Get a Grip on the Logarithm

Daniel Weibel

Created 28 Aug 2017

Last updated 20 Jan 2018

This note explains how the logarithm works, and is supposed to serve as a memory aid for remembering how the logarithm works.

Introduction

The logarithm to the base $b$ of a number $n$ is defined as follows:

\[\newcommand{\Log}{\mathrm{log}} \newcommand{\Cl}[1]{\textcolor{red}{#1}} \newcommand{\Cll}[1]{\textcolor{blue}{#1}} \newcommand{\Clll}[1]{\textcolor{green}{#1}} \newcommand{\lrm}{\: \longleftrightarrow \:} \newcommand{\lr}{$\lrm$} \newcommand{\mr}[1]{\mathrm{#1}} \Log_b n = x \lrm b^x = n\]

If we need to know the logarithm $\Log_b$ of $n$, we can say:

The base $b$ to the power of what ($x$) equals $n$?

Or in other words:

The logarithm $\Log_b$ of $n$ is the exponent $x$ to which the base $b$ must be raised in order to result in $n$.

Examples

\[\Log_2 32 = 5 \lrm 2^5 = 32\] \[\Log_{10} 1000 = 3 \lrm 10^3 = 1000\] \[\Log_e 70 = \mathrm{ln} 70 = 4.248495 \lrm e^{4.248495} = 70\]

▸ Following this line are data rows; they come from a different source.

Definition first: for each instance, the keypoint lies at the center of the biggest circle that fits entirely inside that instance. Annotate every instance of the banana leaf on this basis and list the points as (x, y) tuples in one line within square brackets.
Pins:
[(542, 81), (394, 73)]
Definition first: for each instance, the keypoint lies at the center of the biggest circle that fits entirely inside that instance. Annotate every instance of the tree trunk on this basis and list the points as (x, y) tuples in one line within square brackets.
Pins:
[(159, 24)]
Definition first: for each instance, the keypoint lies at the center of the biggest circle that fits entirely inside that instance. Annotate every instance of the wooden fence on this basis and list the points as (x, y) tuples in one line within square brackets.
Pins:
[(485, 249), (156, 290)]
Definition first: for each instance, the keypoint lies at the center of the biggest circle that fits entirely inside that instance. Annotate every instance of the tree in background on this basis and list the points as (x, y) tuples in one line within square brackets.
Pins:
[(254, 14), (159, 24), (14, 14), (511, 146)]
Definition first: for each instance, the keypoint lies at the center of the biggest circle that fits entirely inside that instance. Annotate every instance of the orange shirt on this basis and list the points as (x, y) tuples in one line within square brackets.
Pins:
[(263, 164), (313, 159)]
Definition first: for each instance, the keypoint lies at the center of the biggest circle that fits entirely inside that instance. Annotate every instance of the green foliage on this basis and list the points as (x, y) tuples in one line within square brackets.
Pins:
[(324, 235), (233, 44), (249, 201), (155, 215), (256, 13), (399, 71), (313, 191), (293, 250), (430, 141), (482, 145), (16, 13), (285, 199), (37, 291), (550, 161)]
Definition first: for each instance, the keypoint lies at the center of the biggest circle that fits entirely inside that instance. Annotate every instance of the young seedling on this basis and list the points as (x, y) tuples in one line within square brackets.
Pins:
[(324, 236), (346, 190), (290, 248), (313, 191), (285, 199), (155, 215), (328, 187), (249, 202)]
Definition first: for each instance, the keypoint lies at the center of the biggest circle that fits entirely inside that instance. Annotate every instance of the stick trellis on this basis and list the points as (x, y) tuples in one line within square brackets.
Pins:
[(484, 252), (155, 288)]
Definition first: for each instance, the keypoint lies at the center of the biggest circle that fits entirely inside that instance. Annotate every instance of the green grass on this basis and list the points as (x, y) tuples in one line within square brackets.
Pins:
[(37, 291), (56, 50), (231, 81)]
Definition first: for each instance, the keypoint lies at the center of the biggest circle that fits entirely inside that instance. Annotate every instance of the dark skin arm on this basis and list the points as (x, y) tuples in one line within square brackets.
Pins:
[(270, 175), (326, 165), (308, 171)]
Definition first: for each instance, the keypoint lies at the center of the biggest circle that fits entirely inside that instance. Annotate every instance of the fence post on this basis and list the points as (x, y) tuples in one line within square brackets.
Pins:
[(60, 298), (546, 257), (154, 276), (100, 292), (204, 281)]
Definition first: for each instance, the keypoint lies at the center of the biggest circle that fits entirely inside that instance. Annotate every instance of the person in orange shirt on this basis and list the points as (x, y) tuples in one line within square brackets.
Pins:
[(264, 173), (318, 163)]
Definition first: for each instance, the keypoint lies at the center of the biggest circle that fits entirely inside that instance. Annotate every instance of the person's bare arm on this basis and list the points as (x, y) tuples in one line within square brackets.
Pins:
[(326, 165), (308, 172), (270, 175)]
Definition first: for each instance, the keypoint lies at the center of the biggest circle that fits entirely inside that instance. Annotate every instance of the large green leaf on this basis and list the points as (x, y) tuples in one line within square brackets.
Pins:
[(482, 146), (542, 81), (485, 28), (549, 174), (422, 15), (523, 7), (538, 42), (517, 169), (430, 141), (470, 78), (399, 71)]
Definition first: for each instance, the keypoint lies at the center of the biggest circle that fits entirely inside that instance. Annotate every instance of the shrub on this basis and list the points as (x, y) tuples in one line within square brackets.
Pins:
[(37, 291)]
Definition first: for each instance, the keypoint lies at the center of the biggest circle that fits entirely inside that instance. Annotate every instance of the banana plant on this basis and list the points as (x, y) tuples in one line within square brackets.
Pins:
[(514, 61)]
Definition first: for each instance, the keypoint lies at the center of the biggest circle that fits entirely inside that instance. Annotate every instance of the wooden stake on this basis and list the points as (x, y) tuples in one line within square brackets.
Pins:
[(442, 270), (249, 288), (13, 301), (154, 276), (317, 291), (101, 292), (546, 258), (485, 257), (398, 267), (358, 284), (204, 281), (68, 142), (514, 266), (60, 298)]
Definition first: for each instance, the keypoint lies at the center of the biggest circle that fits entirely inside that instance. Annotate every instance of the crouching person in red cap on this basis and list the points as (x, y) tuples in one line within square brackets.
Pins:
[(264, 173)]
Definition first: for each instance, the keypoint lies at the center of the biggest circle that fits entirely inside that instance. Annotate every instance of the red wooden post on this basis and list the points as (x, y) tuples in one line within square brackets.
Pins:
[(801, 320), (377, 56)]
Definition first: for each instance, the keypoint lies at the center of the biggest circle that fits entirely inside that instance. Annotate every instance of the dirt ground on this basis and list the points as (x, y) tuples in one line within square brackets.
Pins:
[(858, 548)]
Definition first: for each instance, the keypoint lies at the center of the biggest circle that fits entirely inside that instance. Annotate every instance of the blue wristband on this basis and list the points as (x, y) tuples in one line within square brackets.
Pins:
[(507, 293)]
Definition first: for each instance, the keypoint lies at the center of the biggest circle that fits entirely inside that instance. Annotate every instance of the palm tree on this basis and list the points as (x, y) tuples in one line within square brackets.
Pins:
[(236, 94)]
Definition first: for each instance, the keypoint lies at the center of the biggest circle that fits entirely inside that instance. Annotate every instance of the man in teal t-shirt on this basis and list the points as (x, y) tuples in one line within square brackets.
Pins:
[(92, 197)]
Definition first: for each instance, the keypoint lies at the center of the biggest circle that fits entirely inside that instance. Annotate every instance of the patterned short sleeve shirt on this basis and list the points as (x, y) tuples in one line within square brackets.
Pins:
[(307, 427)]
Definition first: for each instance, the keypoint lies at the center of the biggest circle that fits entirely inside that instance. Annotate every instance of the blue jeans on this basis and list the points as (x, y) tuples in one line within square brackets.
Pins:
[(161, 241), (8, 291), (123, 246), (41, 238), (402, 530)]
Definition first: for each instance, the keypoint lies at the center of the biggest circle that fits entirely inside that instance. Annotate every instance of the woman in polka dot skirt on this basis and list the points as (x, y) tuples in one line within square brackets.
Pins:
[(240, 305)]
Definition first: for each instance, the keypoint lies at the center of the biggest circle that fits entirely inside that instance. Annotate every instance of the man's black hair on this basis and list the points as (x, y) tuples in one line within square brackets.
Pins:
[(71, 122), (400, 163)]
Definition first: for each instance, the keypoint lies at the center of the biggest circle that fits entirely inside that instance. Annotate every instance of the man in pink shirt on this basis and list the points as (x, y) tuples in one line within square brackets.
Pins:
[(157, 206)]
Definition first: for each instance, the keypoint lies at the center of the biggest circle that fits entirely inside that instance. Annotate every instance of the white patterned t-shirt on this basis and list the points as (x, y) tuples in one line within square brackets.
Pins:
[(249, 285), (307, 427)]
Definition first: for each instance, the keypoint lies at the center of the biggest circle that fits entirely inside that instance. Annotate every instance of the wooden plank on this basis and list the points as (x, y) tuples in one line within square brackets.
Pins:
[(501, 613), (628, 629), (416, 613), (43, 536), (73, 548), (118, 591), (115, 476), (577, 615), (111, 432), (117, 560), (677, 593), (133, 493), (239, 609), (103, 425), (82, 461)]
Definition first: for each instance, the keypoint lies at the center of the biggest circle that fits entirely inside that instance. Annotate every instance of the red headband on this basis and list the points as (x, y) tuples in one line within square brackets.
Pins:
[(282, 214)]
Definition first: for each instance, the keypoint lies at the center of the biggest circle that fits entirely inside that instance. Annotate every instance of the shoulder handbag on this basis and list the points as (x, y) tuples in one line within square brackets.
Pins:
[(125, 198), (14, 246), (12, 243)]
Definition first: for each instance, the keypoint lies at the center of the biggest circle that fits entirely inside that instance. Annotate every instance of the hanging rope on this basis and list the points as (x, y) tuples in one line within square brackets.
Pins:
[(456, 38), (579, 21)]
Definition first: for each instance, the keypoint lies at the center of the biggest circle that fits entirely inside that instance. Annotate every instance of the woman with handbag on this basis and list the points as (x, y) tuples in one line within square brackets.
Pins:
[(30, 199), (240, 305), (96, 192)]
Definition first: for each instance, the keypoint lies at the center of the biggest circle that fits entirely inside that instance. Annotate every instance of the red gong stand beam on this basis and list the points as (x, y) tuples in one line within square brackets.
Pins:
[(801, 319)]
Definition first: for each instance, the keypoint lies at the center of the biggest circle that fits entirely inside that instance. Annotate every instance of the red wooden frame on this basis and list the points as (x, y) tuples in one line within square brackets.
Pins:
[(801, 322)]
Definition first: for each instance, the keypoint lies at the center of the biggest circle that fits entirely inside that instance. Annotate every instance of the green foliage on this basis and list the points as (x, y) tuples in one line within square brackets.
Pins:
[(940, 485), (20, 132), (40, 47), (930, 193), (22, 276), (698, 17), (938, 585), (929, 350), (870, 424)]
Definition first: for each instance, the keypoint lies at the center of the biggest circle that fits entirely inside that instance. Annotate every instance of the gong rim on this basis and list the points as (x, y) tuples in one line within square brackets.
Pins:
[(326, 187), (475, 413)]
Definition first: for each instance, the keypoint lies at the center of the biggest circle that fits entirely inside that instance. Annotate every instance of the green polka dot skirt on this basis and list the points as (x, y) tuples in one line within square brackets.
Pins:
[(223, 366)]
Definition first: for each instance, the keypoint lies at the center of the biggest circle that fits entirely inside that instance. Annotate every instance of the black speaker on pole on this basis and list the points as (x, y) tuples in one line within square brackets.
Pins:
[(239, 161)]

Last example: $e$ is Euler’s number $e = 2.71828$

Logarithm vs. Exponentiation

The logarithm is the inverse operation of exponentiation.

Exponentiation

Input: a base and an exponent
Output: a number

Examples:

$\mr{base} = 2$ and $\mr{exponent}=5$

$2^5 = 32$

$\mr{base} = 10$ and $\mr{exponent}=3$

$10^3 = 1000$

Logarithm

Input: a base and a number
Output: an exponent

Examples:

$\mr{base} = 2$ and $\mr{number}=32$

$\Log_2 32 = 5$

$\mr{base} = 10$ and $\mr{number}=1000$

$\Log_{10} 1000 = 3$

Convert Between Different Bases

Suppose we know the logarithm $\Log_{b_1}$ of $n$:

\[\Log_{b_1} n = x_1\]

Now we want to know the logarithm $\Log_{b_2}$ of $n$. That is, the logarithm of the same number, but to a different base:

\[\Log_{b_2} n = x_2\]

We can calculate $x_2$ as follows:

\[\Log_{b_2} n = \frac{\Log_{b_1} n}{\Log_{b_1} b_2} = x_2\]

That is:

The logarithm $\Log_{b_1} n$, that we already know, divided by the logarithm of the new base $b_2$ to the original base $b_1$

Examples

Convert $\Log_2 128 = 7$ from base $2$ to base $10$:
\[\Log_{10} 128 = \frac{\Log_2 128}{\Log_2 10} = \frac{7}{3.321928} = 2.10721\]
Convert $\Log_e 512 = 6.238325$ from base $e$ to base 2:
\[\Log_{2} 512 = \frac{\Log_e 512}{\Log_e 2} = \frac{6.238325}{0.6931472} = 9\]
Convert $\Log_e 1000 = 6.907755$ from base $e$ to base 10:
\[\Log_{10} 1000 = \frac{\Log_e 1000}{\Log_e 10} = \frac{6.907755}{2.302585} = 3\]

Note Regarding Big-O Notation

Since $\Log_{b_2} n = \frac{\Log_{b_1} n}{\Log_{b_1} b_2}$, the logarithms of different bases differ by the following factor:

\[\frac{1}{\Log_{b_1} b_2}\]

This is a constant factor, because it does not contain the input number $n$, which means that it can be drop from the Big-O term.

This is the reason that the bases of logarithms don’t matter in the Big-O notation.